In many cases, structural measurements on heterogeneous materials do not directly yield real-space images, but intensities in reciprocal space. This is notably true for all scattering methods, but also for certain NMR imaging experiments. As is well known, this reciprocal space information can be expressed in the form of spatial correlation functions. Determination of real-space structures that can then be used to model material properties from spatial correlation functions is a computationally demanding task. We have developed a novel algorithm for this, which is several orders of magnitude more efficient than prior art. In addition, we study the restoration of multiphase microstructures, conditions imposed on truly representable correlation functions, and the uniqueness of the restoration process.
Interfacial friction is one of the oldest problems in physics and chemistry and certainly one of the most important from a practical point of view. Due to its practical importance and the relevance to basic scientific questions there has been major increase in activity in the study of interfacial friction on the microscopic level during the last decade. New experimental tools have been developed that allow for detailed investigations of friction at nanometer length scales, a range over which the related processes have been termed nanotribology. Intriguing structural and dynamical features have been observed experimentally in nanoscale molecular systems confined between two atomically smooth solid surfaces. These include for example, stick-slip motion, intermittent stick-slip motion characterized by force fluctuations, transition to sliding above the critical velocity, and a dependence of friction on the history of the system. These and other observations have motivated theoretical efforts, both numerical and analytical, but most issues are still subject to controversy. In spite of the recently growing efforts many aspects of friction are still not well understood. We investigate in detail a minimalistic model which includes most of the relevant microscopic parameters needed to obtain the above experimental observables. We also establish relationships between the properties of the embedded system and the frictional forces. Our aim is therefore to better understand the origins of friction and to learn how to control its nature. Our approach leads to a new look at this old problem and to predictions amenable to experimental tests.
Composite materials are engineered materials made from two or more constituents that remain separate and distinct on a microscopic level while forming a single macroscopic component. A classical problem in materials science is to determine the effective elastic properties of a composite material made up of a random distribution of elastic inclusions embedded in a continuous matrix.

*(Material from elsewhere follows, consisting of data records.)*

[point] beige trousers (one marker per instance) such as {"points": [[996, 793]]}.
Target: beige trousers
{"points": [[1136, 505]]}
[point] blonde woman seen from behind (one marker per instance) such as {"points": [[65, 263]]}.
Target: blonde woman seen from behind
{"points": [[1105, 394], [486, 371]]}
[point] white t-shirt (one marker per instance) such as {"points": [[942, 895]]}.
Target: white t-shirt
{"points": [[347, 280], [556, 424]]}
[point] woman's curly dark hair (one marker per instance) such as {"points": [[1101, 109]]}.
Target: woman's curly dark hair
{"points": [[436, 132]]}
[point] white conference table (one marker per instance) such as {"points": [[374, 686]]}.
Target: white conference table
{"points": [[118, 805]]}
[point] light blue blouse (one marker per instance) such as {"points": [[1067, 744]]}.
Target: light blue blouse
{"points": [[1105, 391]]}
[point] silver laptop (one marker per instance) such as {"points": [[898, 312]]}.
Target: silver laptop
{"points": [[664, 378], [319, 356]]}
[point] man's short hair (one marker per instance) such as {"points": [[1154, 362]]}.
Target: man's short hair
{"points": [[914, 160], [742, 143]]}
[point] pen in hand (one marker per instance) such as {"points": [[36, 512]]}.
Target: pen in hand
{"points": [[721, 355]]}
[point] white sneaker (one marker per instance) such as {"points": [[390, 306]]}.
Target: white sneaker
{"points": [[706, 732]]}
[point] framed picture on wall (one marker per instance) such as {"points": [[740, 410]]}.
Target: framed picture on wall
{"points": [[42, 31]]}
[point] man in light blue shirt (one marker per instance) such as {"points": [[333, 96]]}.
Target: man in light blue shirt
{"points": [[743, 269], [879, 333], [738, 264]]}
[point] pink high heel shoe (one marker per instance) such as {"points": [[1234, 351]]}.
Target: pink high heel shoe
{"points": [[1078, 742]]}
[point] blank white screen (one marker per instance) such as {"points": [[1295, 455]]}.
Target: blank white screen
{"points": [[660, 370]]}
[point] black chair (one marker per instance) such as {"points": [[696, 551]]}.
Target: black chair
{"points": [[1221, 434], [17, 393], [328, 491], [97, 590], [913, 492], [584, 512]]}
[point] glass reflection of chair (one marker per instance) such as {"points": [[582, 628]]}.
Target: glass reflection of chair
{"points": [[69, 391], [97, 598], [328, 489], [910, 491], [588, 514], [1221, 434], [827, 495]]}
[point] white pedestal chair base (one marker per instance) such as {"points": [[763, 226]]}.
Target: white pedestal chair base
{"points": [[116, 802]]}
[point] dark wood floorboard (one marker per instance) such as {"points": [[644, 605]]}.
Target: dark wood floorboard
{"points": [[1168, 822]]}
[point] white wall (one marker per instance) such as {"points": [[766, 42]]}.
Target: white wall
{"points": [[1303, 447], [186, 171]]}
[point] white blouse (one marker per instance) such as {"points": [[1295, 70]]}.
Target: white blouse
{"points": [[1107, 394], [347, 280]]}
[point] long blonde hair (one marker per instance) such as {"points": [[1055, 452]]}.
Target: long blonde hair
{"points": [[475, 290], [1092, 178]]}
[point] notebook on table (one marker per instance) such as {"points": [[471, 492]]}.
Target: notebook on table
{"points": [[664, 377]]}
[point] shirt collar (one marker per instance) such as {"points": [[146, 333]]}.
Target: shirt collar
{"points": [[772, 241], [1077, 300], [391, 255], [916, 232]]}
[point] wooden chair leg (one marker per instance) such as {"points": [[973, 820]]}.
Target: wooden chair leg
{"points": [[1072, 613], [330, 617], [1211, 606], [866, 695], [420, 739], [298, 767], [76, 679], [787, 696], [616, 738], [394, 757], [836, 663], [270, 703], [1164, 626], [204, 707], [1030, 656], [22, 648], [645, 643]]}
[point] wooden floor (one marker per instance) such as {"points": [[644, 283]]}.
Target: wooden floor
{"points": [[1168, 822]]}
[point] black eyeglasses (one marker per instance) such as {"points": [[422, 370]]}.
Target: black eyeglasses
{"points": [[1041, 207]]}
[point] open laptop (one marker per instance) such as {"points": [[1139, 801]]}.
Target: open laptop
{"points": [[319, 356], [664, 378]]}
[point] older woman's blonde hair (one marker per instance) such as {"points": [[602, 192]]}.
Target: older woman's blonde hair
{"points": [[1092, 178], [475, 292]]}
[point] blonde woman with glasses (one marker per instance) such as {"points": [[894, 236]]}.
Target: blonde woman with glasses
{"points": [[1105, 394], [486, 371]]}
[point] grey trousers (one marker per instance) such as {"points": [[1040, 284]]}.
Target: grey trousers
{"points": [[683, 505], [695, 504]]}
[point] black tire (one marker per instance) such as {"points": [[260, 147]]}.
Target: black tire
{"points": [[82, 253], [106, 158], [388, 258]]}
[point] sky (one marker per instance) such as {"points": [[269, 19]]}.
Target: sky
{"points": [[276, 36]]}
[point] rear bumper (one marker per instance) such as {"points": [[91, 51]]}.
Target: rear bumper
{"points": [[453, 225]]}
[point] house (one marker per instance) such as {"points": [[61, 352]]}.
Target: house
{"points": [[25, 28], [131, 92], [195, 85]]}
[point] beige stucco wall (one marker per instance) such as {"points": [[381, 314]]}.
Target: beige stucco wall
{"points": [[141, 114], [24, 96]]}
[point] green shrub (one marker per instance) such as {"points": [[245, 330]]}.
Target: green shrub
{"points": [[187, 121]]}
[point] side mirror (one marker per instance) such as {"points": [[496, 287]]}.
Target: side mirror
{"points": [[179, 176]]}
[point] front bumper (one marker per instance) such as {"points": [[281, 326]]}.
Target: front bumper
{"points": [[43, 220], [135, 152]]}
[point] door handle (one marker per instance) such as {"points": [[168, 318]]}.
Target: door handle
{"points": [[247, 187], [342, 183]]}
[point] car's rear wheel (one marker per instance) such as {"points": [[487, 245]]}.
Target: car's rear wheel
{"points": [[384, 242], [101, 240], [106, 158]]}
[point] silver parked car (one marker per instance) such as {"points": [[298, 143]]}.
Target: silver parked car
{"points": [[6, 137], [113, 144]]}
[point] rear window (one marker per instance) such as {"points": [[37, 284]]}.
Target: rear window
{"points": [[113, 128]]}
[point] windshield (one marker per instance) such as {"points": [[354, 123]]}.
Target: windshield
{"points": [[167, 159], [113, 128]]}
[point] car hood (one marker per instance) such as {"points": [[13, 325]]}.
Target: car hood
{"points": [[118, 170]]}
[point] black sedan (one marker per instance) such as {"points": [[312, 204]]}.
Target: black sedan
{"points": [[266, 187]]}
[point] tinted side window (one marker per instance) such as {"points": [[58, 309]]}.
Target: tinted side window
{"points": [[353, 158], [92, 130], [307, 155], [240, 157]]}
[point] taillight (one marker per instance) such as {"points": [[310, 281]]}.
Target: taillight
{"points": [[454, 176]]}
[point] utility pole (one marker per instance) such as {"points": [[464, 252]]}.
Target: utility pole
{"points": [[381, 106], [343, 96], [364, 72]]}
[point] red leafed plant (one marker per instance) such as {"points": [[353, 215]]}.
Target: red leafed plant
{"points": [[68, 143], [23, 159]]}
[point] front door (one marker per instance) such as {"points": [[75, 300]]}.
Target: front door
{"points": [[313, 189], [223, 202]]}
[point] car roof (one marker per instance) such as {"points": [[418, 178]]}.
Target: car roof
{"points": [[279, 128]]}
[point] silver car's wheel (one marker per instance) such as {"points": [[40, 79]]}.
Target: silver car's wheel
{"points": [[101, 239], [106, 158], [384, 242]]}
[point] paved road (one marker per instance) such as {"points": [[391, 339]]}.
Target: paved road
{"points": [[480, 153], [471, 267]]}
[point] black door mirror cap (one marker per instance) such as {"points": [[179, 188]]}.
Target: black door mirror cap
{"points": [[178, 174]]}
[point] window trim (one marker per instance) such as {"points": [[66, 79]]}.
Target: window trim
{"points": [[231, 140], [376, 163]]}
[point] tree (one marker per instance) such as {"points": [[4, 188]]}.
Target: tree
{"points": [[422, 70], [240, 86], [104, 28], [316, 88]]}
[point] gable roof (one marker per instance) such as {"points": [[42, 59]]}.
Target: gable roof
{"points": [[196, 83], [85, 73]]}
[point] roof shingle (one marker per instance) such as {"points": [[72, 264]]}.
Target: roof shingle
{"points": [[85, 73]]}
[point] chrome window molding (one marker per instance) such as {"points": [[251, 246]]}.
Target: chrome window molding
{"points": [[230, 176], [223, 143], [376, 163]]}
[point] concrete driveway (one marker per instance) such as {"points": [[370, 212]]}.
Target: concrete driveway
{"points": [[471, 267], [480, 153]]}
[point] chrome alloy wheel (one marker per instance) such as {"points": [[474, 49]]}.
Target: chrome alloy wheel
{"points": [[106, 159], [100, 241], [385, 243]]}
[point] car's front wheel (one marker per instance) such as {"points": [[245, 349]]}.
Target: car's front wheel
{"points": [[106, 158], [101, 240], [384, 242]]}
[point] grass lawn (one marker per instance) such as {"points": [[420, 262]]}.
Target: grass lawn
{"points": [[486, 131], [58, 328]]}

We have numerically studied the transverse elastic behavior of a unidirectional composite comprising non-overlapping silica fibers dispersed in a rubber matrix. Some composite morphologies that provided an ultra high transverse shear modulus at rather moderate silica loadings were identified. For these morphologies, predicted elastic stiffening levels were in agreement with those measured at low strains in carbon black and silica filled rubbers, leading one to surmise that such elastic stiffening may also play an important role in the low strain mechanical responses of actual carbon black or silica filled rubbers.
In another cycle of publications we have calculated numerically the concentration dependence of the transverse Poisson's ratios of packed arrays of nonoverlapping identical parallel cylindrical voids dispersed in an aluminum matrix. It was shown that the transverse Poisson's ratio of the hexagonal and random packed arrays approached 1 upon increasing the concentration of voids while the ratio of the square packed array along the principal continuation directions approached 0. Experimental measurements were carried out on rectangular aluminum bricks with identical cylindrical holes drilled in square and hexagonal packed arrays. Experimental results were in good agreement with numerical predictions. We then demonstrated, based on the numerical and experimental results, that by varying the spatial arrangement of the holes and their volume fraction, one can design and manufacture voided materials with a tailored Poisson's ratio between 0 and 1. In practice, those with a high Poisson's ratio, i.e., close to 1, can be used to amplify the lateral responses of the structures while those with a low one, i.e., close to 0, can largely attenuate the lateral responses and can therefore be used in situations where stringent lateral stability is needed.